На изломе морозного ноябрьского дня (а самолет, естественно, и приземлился на три часа позже положенного) Вена встречала сходящих с трапа ароматами свежеподжаренного кофе и терпкой имбирной выпечки, что отдавали далеким детством и близким Рождеством. Аэропорт здесь сверхсовременный, международный, вместительный и нарядный, но, покинув автобус для перевозок по летному полю, вы сразу чуете крепкий и неповторимый дух минувшей Австрии, специфическую атмосферу кожаных камзолов и золотых времен. Что ни говори, австрийцев трудно упрекнуть в небрежении к великим соотечественникам — особенно к тем, кто окончательно и бесповоротно мертв. И уж ни у кого не повернулся бы язык обвинить их в том, что они недостаточно ревностно чтят память человека, которого 199 — пока еще не двести — лет назад вывезли из города на телеге, присыпали известью и наспех забросали землей, не укрепив на сирой могиле даже таблички с именем погребенного.
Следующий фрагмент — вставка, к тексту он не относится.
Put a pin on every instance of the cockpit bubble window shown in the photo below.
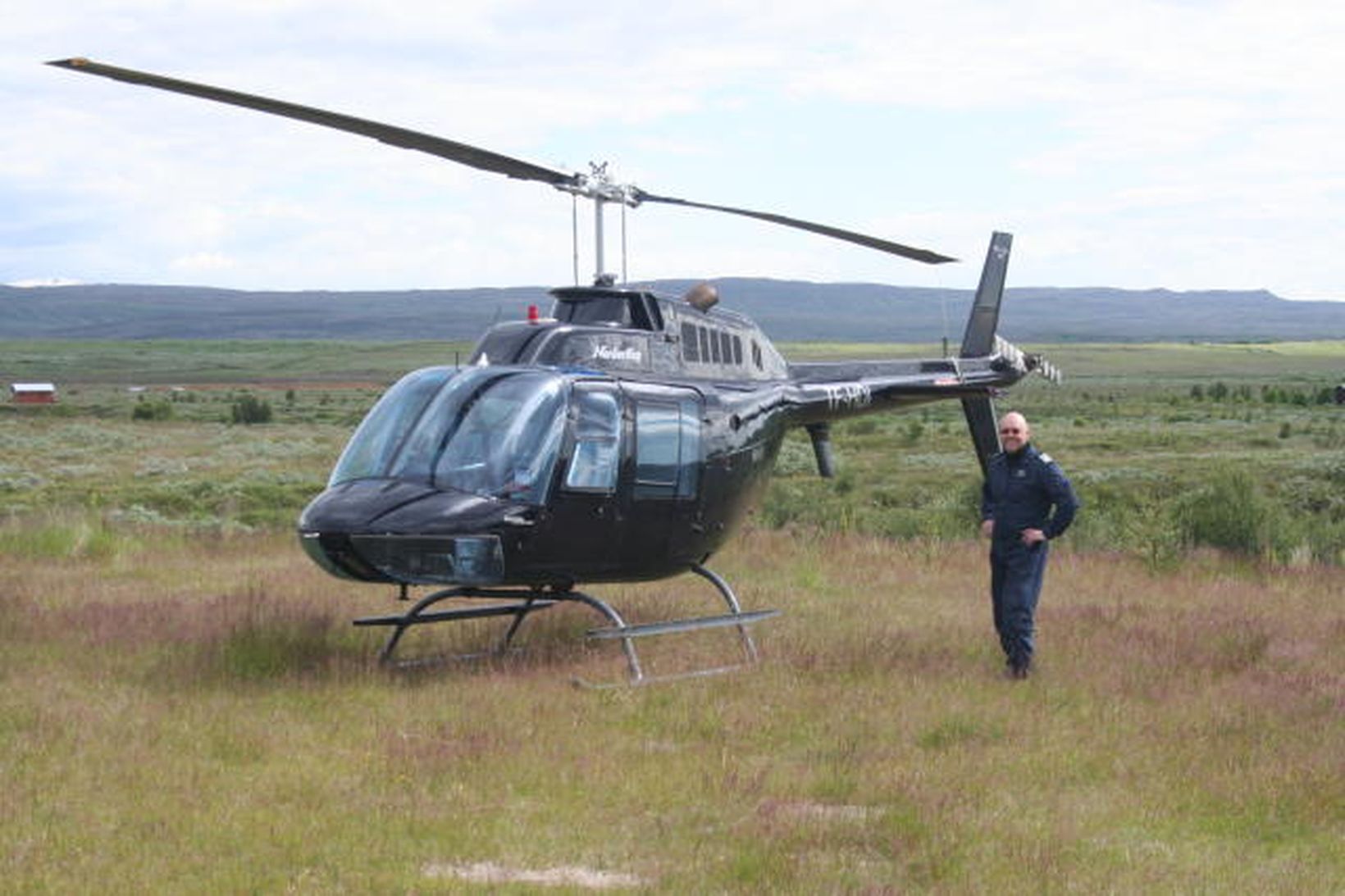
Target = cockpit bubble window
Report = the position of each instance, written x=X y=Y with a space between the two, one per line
x=384 y=430
x=490 y=430
x=597 y=425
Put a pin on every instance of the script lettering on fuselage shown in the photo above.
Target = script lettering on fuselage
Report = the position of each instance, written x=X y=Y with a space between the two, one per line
x=851 y=394
x=627 y=354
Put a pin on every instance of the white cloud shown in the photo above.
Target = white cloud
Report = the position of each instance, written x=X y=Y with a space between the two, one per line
x=1181 y=144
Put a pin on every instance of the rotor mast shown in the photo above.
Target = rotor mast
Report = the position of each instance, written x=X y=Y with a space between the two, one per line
x=599 y=187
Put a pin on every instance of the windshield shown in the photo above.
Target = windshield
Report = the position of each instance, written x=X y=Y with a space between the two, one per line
x=489 y=430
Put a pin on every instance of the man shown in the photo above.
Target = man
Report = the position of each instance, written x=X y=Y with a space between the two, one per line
x=1025 y=502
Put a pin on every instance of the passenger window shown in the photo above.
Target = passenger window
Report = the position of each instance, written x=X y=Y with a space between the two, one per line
x=597 y=425
x=691 y=346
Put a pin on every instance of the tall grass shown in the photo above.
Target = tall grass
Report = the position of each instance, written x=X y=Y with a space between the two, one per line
x=201 y=717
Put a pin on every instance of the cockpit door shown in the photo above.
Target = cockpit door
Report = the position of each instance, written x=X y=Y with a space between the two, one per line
x=584 y=516
x=664 y=512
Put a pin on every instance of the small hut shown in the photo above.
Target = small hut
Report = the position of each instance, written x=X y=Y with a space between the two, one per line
x=33 y=393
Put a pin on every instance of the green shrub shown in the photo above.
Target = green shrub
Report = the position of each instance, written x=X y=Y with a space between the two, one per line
x=151 y=409
x=250 y=409
x=1227 y=512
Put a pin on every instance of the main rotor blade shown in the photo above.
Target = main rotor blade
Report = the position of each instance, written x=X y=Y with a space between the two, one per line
x=392 y=134
x=826 y=230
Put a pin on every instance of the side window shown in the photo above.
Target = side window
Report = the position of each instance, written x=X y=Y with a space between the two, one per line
x=691 y=343
x=596 y=420
x=668 y=448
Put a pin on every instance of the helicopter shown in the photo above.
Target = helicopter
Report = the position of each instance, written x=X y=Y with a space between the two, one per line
x=622 y=438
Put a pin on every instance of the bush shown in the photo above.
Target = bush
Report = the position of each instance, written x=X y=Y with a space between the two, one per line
x=1229 y=512
x=151 y=409
x=250 y=409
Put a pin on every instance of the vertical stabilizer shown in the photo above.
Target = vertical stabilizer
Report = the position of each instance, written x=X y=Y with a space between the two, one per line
x=979 y=338
x=985 y=430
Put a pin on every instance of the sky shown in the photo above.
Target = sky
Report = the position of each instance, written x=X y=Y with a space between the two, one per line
x=1184 y=144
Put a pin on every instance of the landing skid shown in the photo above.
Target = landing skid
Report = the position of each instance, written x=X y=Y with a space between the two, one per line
x=521 y=603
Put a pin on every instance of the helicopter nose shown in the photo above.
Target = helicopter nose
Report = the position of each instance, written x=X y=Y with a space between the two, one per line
x=394 y=530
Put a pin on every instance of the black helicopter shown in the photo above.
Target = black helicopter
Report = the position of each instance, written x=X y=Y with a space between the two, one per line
x=622 y=438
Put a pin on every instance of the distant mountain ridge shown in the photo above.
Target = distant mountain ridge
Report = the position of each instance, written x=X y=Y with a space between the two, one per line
x=790 y=311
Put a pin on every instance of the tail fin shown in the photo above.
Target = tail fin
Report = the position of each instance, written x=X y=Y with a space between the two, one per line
x=979 y=338
x=979 y=341
x=985 y=432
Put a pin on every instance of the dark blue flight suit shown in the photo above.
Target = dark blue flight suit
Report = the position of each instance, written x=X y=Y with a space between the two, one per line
x=1024 y=490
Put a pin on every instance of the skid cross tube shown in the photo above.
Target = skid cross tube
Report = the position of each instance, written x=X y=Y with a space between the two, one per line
x=521 y=603
x=527 y=602
x=735 y=618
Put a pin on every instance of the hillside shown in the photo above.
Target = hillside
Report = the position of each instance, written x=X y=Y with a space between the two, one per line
x=788 y=311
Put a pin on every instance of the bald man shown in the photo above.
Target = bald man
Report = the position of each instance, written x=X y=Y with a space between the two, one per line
x=1025 y=502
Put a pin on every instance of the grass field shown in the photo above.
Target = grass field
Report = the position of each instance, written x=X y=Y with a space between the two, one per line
x=186 y=708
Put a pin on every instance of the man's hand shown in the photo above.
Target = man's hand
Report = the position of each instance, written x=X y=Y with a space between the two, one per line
x=1033 y=537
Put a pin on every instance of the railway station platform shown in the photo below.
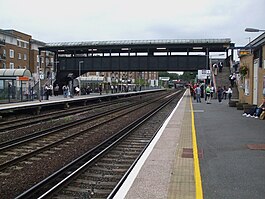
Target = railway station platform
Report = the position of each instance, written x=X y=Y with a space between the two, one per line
x=230 y=150
x=62 y=102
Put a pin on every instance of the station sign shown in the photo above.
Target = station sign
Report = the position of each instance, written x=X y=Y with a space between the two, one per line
x=244 y=52
x=204 y=74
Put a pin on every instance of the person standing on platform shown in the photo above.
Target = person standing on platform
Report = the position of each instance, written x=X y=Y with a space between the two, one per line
x=224 y=93
x=47 y=91
x=208 y=94
x=229 y=92
x=65 y=91
x=56 y=90
x=198 y=93
x=100 y=89
x=220 y=94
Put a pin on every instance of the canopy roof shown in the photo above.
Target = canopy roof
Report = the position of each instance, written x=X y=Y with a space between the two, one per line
x=15 y=73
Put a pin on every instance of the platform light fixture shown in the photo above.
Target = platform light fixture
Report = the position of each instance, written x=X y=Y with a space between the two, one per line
x=197 y=48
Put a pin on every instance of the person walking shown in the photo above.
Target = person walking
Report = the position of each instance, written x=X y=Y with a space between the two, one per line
x=229 y=92
x=224 y=93
x=65 y=91
x=208 y=94
x=56 y=90
x=47 y=91
x=220 y=94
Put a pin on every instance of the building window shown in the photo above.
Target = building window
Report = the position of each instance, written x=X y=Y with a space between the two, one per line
x=11 y=53
x=12 y=65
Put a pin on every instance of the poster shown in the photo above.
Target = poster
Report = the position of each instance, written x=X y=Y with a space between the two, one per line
x=246 y=86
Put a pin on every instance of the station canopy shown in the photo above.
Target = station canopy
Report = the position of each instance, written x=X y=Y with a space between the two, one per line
x=14 y=73
x=119 y=46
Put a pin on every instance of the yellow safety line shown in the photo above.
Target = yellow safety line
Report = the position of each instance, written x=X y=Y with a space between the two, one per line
x=197 y=173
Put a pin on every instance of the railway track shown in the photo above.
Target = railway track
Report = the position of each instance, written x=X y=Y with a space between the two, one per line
x=100 y=172
x=42 y=141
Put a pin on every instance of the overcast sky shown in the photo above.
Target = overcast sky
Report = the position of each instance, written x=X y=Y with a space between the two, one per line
x=87 y=20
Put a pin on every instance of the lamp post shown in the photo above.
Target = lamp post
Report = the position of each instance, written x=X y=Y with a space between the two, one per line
x=254 y=30
x=79 y=74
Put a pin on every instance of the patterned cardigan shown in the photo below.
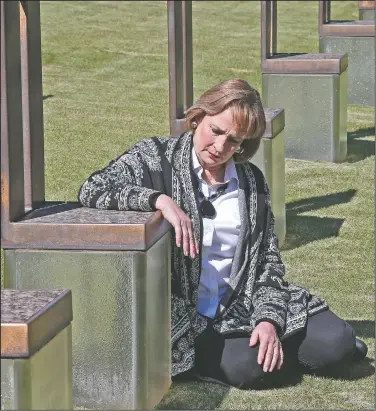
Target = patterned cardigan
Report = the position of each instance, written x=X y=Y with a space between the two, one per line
x=256 y=289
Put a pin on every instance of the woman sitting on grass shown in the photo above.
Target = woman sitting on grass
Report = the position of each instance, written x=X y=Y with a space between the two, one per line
x=235 y=319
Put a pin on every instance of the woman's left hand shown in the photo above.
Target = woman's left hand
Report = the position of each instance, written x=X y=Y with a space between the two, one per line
x=270 y=348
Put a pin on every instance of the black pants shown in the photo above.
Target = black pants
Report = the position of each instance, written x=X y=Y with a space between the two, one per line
x=325 y=341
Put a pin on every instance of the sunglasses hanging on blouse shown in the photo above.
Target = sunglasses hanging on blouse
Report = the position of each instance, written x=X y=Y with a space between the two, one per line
x=206 y=207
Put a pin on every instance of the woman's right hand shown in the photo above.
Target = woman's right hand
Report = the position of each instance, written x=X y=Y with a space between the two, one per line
x=181 y=222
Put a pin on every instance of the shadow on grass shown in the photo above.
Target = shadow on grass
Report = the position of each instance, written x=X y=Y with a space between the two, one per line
x=201 y=395
x=350 y=371
x=302 y=230
x=363 y=328
x=358 y=150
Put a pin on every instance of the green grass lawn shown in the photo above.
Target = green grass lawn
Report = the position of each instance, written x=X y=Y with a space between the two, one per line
x=105 y=79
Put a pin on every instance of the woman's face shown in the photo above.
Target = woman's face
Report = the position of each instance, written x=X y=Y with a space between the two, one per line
x=215 y=140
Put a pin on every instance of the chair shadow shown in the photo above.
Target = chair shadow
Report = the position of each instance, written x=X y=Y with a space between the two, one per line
x=302 y=230
x=358 y=150
x=363 y=328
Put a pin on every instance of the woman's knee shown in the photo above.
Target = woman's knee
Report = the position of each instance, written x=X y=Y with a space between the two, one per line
x=327 y=345
x=243 y=374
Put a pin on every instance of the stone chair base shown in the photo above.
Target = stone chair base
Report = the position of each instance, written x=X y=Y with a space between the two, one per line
x=315 y=113
x=361 y=55
x=121 y=326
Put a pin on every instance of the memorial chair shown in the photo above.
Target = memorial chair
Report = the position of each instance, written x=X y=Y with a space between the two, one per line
x=270 y=157
x=117 y=264
x=367 y=9
x=36 y=350
x=356 y=39
x=312 y=89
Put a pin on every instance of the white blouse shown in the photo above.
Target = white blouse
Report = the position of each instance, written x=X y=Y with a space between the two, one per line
x=220 y=236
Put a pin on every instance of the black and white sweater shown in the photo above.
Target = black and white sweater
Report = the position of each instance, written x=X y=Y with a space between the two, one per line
x=256 y=291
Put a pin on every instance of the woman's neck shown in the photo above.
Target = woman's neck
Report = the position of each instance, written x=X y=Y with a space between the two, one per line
x=214 y=176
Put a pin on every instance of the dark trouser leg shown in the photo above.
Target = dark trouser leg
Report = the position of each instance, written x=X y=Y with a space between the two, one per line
x=327 y=341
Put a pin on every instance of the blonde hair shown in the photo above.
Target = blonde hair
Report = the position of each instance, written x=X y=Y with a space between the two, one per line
x=245 y=104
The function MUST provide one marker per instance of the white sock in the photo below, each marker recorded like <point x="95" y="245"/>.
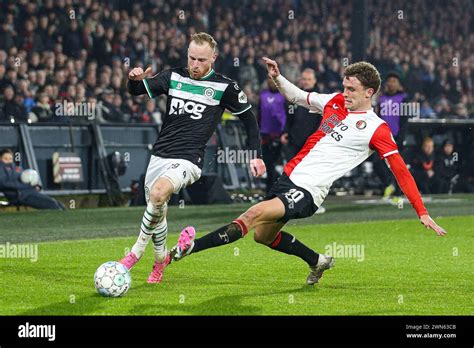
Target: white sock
<point x="152" y="220"/>
<point x="159" y="241"/>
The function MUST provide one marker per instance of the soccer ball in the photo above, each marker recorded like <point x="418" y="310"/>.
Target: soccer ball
<point x="30" y="177"/>
<point x="112" y="279"/>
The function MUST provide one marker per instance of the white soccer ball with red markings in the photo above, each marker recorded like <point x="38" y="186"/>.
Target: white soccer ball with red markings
<point x="112" y="279"/>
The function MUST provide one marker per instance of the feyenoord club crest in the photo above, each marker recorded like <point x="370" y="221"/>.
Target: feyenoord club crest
<point x="361" y="124"/>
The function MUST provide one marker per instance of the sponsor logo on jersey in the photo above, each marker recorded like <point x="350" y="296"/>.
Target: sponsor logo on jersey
<point x="180" y="107"/>
<point x="361" y="124"/>
<point x="209" y="92"/>
<point x="242" y="97"/>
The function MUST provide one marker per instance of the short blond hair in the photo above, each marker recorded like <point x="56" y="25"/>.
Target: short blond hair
<point x="366" y="73"/>
<point x="203" y="38"/>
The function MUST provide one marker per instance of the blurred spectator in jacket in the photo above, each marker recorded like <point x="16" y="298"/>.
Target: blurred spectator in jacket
<point x="272" y="123"/>
<point x="16" y="191"/>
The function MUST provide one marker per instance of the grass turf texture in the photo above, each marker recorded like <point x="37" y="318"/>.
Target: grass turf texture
<point x="406" y="270"/>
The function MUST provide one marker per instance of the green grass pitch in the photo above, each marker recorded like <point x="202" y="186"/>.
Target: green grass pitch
<point x="404" y="270"/>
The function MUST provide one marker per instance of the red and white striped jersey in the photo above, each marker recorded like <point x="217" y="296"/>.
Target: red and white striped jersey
<point x="343" y="141"/>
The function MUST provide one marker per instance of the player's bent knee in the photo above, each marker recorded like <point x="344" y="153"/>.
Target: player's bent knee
<point x="158" y="196"/>
<point x="251" y="216"/>
<point x="261" y="238"/>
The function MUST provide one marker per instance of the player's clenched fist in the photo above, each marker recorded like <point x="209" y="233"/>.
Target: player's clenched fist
<point x="272" y="67"/>
<point x="138" y="74"/>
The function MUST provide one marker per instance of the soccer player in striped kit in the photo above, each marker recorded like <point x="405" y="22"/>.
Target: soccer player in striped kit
<point x="349" y="133"/>
<point x="197" y="97"/>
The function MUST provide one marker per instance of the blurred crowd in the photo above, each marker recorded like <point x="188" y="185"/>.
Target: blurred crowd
<point x="55" y="52"/>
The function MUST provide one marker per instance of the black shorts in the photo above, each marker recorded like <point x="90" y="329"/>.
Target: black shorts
<point x="298" y="202"/>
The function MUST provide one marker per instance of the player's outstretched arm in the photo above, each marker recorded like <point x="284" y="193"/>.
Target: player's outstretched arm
<point x="292" y="93"/>
<point x="135" y="77"/>
<point x="408" y="186"/>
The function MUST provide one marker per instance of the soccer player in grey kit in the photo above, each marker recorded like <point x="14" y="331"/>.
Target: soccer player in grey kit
<point x="197" y="97"/>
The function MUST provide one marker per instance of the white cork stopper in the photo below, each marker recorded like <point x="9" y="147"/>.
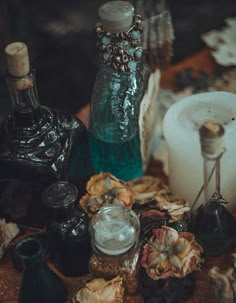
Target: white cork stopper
<point x="17" y="59"/>
<point x="116" y="16"/>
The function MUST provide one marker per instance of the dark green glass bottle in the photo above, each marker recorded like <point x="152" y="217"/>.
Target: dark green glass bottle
<point x="39" y="283"/>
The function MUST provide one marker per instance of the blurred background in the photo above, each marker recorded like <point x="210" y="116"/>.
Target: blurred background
<point x="62" y="42"/>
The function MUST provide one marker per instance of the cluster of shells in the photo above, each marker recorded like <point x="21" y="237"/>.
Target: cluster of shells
<point x="123" y="50"/>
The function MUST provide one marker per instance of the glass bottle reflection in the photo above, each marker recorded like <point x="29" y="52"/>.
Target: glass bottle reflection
<point x="67" y="230"/>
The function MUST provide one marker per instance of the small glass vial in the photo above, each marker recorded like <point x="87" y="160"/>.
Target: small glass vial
<point x="213" y="225"/>
<point x="67" y="232"/>
<point x="114" y="234"/>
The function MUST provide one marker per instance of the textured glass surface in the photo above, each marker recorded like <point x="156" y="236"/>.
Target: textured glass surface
<point x="113" y="130"/>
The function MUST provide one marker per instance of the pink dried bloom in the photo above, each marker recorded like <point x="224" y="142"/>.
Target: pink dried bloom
<point x="169" y="254"/>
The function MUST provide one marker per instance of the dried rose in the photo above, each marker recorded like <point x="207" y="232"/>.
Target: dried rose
<point x="103" y="189"/>
<point x="169" y="254"/>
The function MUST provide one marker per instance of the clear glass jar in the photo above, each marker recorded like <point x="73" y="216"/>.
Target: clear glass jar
<point x="67" y="232"/>
<point x="114" y="232"/>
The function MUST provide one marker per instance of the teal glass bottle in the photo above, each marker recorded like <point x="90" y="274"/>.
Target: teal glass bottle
<point x="39" y="283"/>
<point x="38" y="145"/>
<point x="67" y="232"/>
<point x="114" y="117"/>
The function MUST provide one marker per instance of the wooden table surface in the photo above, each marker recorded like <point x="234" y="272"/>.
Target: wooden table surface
<point x="10" y="279"/>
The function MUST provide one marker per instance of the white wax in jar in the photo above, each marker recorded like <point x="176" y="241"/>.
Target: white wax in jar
<point x="180" y="126"/>
<point x="114" y="237"/>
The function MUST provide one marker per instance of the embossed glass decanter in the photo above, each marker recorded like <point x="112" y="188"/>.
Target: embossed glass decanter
<point x="114" y="118"/>
<point x="213" y="225"/>
<point x="38" y="146"/>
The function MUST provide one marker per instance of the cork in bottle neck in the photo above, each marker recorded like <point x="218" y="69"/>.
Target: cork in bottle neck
<point x="17" y="59"/>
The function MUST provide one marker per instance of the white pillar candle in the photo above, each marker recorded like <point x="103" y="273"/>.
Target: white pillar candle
<point x="180" y="126"/>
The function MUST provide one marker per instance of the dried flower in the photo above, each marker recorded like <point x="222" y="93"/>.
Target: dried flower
<point x="169" y="254"/>
<point x="103" y="189"/>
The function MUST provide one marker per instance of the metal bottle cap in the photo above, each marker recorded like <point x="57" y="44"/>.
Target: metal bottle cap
<point x="60" y="194"/>
<point x="116" y="16"/>
<point x="17" y="59"/>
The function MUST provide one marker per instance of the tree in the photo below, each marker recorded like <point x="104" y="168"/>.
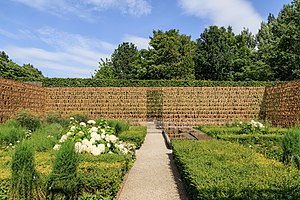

Дело вот в чем: мы прибыли в Вену как раз накануне очередного пышного юбилея, которыми так богат конец века и которые в Австрии, да и во всем мире принято отмечать с неимоверным усердием. Малютка Вольфганг Амадей глядел на нас отовсюду — с плакатов, транспарантов, эмблем. Стойка таможни была увешана ладными гирляндами его портретиков — кудлатый парик, ребячий задор. В такт льющимся из-под потолка чистым чарующим звукам «Дай руку мне, красотка» мы с Лавинией, обремененные ручной кладью, но не сбиваясь с ноги, дружно зашагали вдоль роскошных витрин к центральному залу. Чего только не было на этих витринах. Деликатесная «Моцарт» торговала пастилками «Моцарт» («сладкое завещание Амадея»), слоеными тортами «Моцарт», оливковым маслом «Царица ночи» и майонезом «Моцарт». Рядом, в парфюмерной, вы могли отовариться духами «Сераль»; у входа в коктейль-бар «Дон Жуан» кис шоколадный бюст композитора. До годовщины, собственно, оставалось еще месяца два, но уже сейчас не было никаких сомнений: двухсотлетие смерти Моцарта в январе 1991-го Вена встретит во всеоружии. Столь же трудно упрекнуть венцев и в том, что они пренебрегают нуждами тысяч и тысяч туристов — несмотря на скверные времена, возможные теракты, военную угрозу в Персидском заливе и неразбериху в СССР, их орды, как прежде, наводняли город Амадея, Иоганна, Людвига и Франца. Спустившись в зал выдачи багажа, где вился и гудел в поисках саквояжей, которые, будь западная цивилизация правильно устроена, обязаны были прилететь из Токио вместе с хозяевами, целый аэробус японцев, мы с Лавинией наткнулись на универсальный механизм европейской экономической интеграции — прелестный электроаппарат с подмигивающими кнопочками, нажми — и он охотно превратит твою валюту в любую другую: осовремененный полупроводниковый инвариант извечного обменного ритуала. «Смотри, Лавиния, машинка для денег!» — притормозил я. «Пойдем, лапа, дальше, это не про твою честь», «Да ты просто вытряхни все из кошелька, запихни сюда — конвертация начнется о-го-го. Фунты — в шиллинги, доллары — в злотые, японские иены — в чучмекские мурены».